Ada
sebuah surat tertanggal 13 April 1977, ditandatangani oleh Let.Kol Dr
M.Natsir Said SH selaku ketua Team Penelitian Sejarah Perjoangan SULSERA
Kodam XIV (alamat jalan WR Supratman no.2 Ujung Pandang), yang bekerja
sama dengan Universitas Hasanudin dan IKIP Ujung Pandang. Isinya berupa
jawaban atas surat terdahulu tertanggal 8 Maret 1977 dari RPP Westerling
yang meminta keterangan mengenai angka 40.000 korban Westerling di
Sulawesi Selatan pada ahir tahun 1946. Dijelaskan oleh Let.Kol Natsir
bahwa angka 40.000 muncul pertama kali setelah aksi polisionil pertama
di Jawa. Angka ini dinyatakan oleh Kahar Muzakar (selaku komandan dari
TRI Persiapan Sulawesi), KS Masud, Muhammadong, M.saleh Lahade dan
perwira lainnya dari Sulawesi selatan beserta para perwira dari Markas
Besar tentara Republik Indonesia. Dan inilah yang dilaporkan kepada
Presiden Soekarno. Let.Kol Natsir juga menjelaskan bahwa dari data-data
yang didapatkannya dari Onderafdeling Jeneponto, tercatat korban yang
mati antara tahun 1945 - 1950 adalah sebesar 565 orang.

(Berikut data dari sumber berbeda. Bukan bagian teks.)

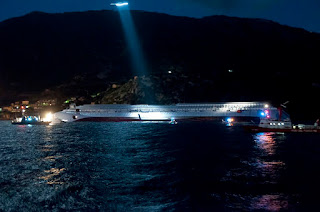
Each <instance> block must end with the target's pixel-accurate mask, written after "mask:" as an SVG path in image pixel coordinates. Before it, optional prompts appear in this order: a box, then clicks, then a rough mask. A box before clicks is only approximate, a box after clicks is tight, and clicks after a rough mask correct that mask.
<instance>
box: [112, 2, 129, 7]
mask: <svg viewBox="0 0 320 212" xmlns="http://www.w3.org/2000/svg"><path fill="white" fill-rule="evenodd" d="M110 5H111V6H117V7H123V6H128V5H129V3H128V2H116V3H111V4H110Z"/></svg>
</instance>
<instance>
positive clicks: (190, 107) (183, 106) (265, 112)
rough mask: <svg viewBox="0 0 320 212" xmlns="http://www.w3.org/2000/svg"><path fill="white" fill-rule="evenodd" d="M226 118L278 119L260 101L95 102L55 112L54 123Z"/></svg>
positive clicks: (264, 105) (187, 119)
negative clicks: (214, 101)
mask: <svg viewBox="0 0 320 212" xmlns="http://www.w3.org/2000/svg"><path fill="white" fill-rule="evenodd" d="M226 117H237V118H239V119H245V118H249V119H250V118H270V119H277V118H278V110H277V108H275V107H273V106H270V105H269V104H267V103H263V102H226V103H204V104H186V103H183V104H176V105H124V104H109V105H107V104H94V105H82V106H75V105H70V108H69V109H65V110H63V111H61V112H57V113H55V114H54V119H55V121H56V122H57V121H58V122H59V121H60V122H75V121H111V122H117V121H169V120H172V119H175V120H195V119H196V120H199V119H200V120H201V119H217V118H226Z"/></svg>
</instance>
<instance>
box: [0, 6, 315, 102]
mask: <svg viewBox="0 0 320 212" xmlns="http://www.w3.org/2000/svg"><path fill="white" fill-rule="evenodd" d="M132 16H133V19H134V23H135V25H136V28H137V32H138V35H139V37H140V38H141V43H142V49H143V51H144V54H145V57H146V59H147V61H148V67H149V71H150V73H153V74H159V73H162V72H167V71H168V69H169V68H170V67H180V70H182V71H183V72H184V73H185V74H186V75H188V74H189V75H190V76H191V75H192V76H195V74H196V75H197V77H200V78H202V79H203V80H210V81H211V83H212V84H213V85H214V86H212V89H215V91H214V92H213V91H212V92H211V91H208V101H211V100H224V101H228V100H229V101H232V100H234V101H236V100H260V99H261V100H262V99H267V100H272V101H274V102H277V103H280V102H281V101H285V100H288V99H290V100H296V101H309V100H310V101H318V100H314V99H309V96H312V95H317V93H318V92H319V86H317V85H319V83H320V79H319V78H318V75H319V74H318V72H319V49H320V35H319V34H317V33H310V32H308V31H306V30H303V29H299V28H292V27H288V26H283V25H280V24H278V23H275V22H272V21H267V20H263V19H246V18H234V17H226V16H211V17H205V18H202V19H195V18H187V17H176V16H170V15H165V14H158V13H150V12H142V11H132ZM229 69H231V70H233V72H232V73H229V72H228V70H229ZM83 73H90V74H100V75H101V74H103V75H104V76H105V78H104V80H106V81H109V82H111V81H119V80H128V79H129V78H132V77H133V76H134V75H135V73H133V72H132V71H131V62H130V54H129V51H128V48H127V45H126V41H125V38H124V34H123V30H122V25H121V22H120V18H119V14H118V12H116V11H88V12H73V13H63V14H47V13H41V12H33V13H30V14H28V15H26V16H23V17H19V18H13V19H9V20H6V21H3V22H1V23H0V74H1V78H0V94H1V96H2V99H4V98H5V94H6V91H9V90H11V91H15V92H22V91H24V92H25V91H40V90H43V89H44V88H48V87H51V86H55V85H58V84H61V83H63V82H66V81H69V80H70V79H72V78H73V77H74V76H75V75H79V74H83ZM200 86H201V85H200ZM217 91H218V92H217ZM195 93H196V92H192V95H196V94H195ZM298 94H299V95H298ZM190 95H191V94H190ZM210 95H211V96H210ZM212 95H216V96H217V98H213V97H212ZM202 96H204V95H203V94H202ZM310 98H312V97H310ZM191 99H193V100H194V101H196V100H197V99H196V98H191ZM201 100H203V97H202V99H201Z"/></svg>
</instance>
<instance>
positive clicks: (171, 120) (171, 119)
mask: <svg viewBox="0 0 320 212" xmlns="http://www.w3.org/2000/svg"><path fill="white" fill-rule="evenodd" d="M169 124H178V122H177V121H176V120H175V119H174V118H171V120H170V121H169Z"/></svg>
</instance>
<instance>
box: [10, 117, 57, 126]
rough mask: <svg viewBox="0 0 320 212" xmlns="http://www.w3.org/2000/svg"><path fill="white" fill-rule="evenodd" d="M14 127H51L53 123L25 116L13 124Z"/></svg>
mask: <svg viewBox="0 0 320 212" xmlns="http://www.w3.org/2000/svg"><path fill="white" fill-rule="evenodd" d="M11 123H12V124H14V125H49V124H50V123H51V121H47V120H41V118H40V117H39V116H23V117H19V118H15V119H14V120H12V122H11Z"/></svg>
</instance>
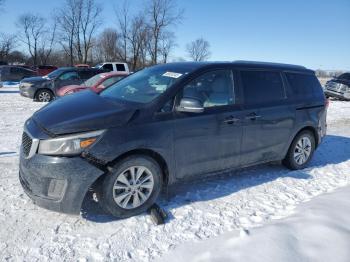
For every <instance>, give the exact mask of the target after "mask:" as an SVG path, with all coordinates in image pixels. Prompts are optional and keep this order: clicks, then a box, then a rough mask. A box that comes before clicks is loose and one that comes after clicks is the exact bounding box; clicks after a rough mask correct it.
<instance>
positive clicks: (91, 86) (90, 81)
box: [81, 74, 102, 87]
mask: <svg viewBox="0 0 350 262" xmlns="http://www.w3.org/2000/svg"><path fill="white" fill-rule="evenodd" d="M101 78H102V75H101V74H98V75H95V76H93V77H91V78H89V79H88V80H86V81H85V82H84V83H82V84H81V86H87V87H92V86H94V85H96V84H97V82H98V81H100V79H101Z"/></svg>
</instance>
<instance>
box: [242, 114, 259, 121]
mask: <svg viewBox="0 0 350 262" xmlns="http://www.w3.org/2000/svg"><path fill="white" fill-rule="evenodd" d="M257 118H261V116H258V115H257V114H256V113H251V114H249V115H247V116H246V117H245V119H248V120H256V119H257Z"/></svg>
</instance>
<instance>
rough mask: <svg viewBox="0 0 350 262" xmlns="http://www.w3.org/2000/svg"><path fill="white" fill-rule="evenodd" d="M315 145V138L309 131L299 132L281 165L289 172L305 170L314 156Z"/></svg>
mask: <svg viewBox="0 0 350 262" xmlns="http://www.w3.org/2000/svg"><path fill="white" fill-rule="evenodd" d="M303 141H304V144H303ZM315 145H316V143H315V136H314V134H313V133H312V132H311V131H309V130H305V131H302V132H300V133H299V134H298V135H297V136H296V137H295V138H294V140H293V142H292V144H291V145H290V147H289V149H288V153H287V155H286V157H285V159H284V160H283V161H282V163H283V164H284V165H285V166H286V167H287V168H289V169H291V170H298V169H303V168H305V166H306V165H307V164H308V163H309V161H310V160H311V158H312V156H313V154H314V151H315V147H316V146H315ZM300 148H301V149H300Z"/></svg>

Dimana 256
diantaranya berasal dari periode bulan Desember 1946 sampai Februari
1947. Apakah surat ini benar ?. Adakah surat dimaksud mendapat
persetujuan dari Masyarakat Sejarawan Indonesia pada masa lalu dan
sekarang ?. Rasanya ini perlu dikaji ulang kembali, khususnya berkaitan
dengan 60 th peringatan "Korban Keganasan westerling di Sulawesi
Selatan" Foto atas : Peringatan 1 tahun korban Westerling tanggal 11
Desember 1947 di Kepatihan Yogyakarta.